Post-processing text transcriptions using a bag of hallucinations (BoH) reduced word error rate (WER) and safeguarded against problematic hallucinations induced by non-speech audio.
Post-processing text transcriptions using a bag of hallucinations can reduce word error rate and mitigate hallucinations in the Whisper ASR model.
Hallucinations of deep neural models are amongst key challenges in automatic speech recognition (ASR). In this paper, we investigate hallucinations of the Whisper ASR model induced by non-speech audio segments present during inference.

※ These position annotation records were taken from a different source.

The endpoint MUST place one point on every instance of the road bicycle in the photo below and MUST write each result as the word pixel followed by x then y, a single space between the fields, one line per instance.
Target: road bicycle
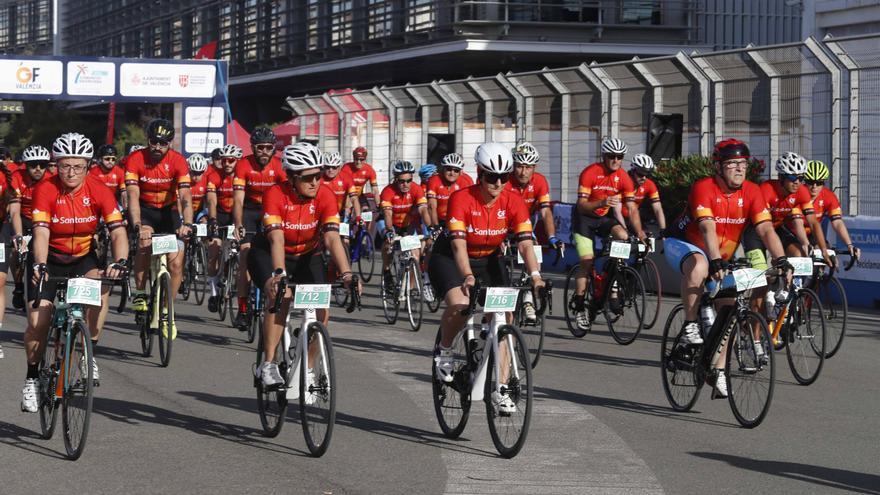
pixel 490 361
pixel 312 379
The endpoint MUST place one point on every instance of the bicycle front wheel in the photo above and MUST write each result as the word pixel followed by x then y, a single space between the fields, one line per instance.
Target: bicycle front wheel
pixel 625 310
pixel 317 400
pixel 509 426
pixel 76 402
pixel 750 369
pixel 806 338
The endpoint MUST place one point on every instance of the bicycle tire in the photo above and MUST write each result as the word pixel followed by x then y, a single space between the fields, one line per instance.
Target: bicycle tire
pixel 319 417
pixel 76 401
pixel 509 433
pixel 806 338
pixel 631 295
pixel 679 364
pixel 749 378
pixel 836 313
pixel 452 401
pixel 166 303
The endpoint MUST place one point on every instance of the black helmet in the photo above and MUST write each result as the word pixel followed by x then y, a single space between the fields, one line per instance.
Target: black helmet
pixel 161 130
pixel 262 135
pixel 106 150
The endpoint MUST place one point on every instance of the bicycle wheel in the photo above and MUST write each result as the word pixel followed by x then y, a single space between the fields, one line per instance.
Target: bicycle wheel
pixel 509 430
pixel 317 400
pixel 165 302
pixel 625 314
pixel 452 401
pixel 48 380
pixel 366 258
pixel 76 402
pixel 679 364
pixel 271 402
pixel 750 376
pixel 834 303
pixel 653 292
pixel 413 291
pixel 806 338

By inducting hallucinations with various types of sounds, we show that there exists a set of hallucinations that appear frequently. We then study hallucinations caused by the augmentation of speech with such sounds. Finally, we describe the creation of a bag of hallucinations (BoH) that allows to remove the effect of hallucinations through the post-processing of text transcriptions. The results of our experiments show that such post-processing is capable of reducing word error rate (WER) and acts as a good safeguard against problematic hallucinations.
Barański et al. (Wed,) conducted a other in Whisper ASR hallucinations. Bag of hallucinations (BoH) post-processing was evaluated on Word error rate (WER). Post-processing text transcriptions using a bag of hallucinations (BoH) reduced word error rate (WER) and safeguarded against problematic hallucinations induced by non-speech audio.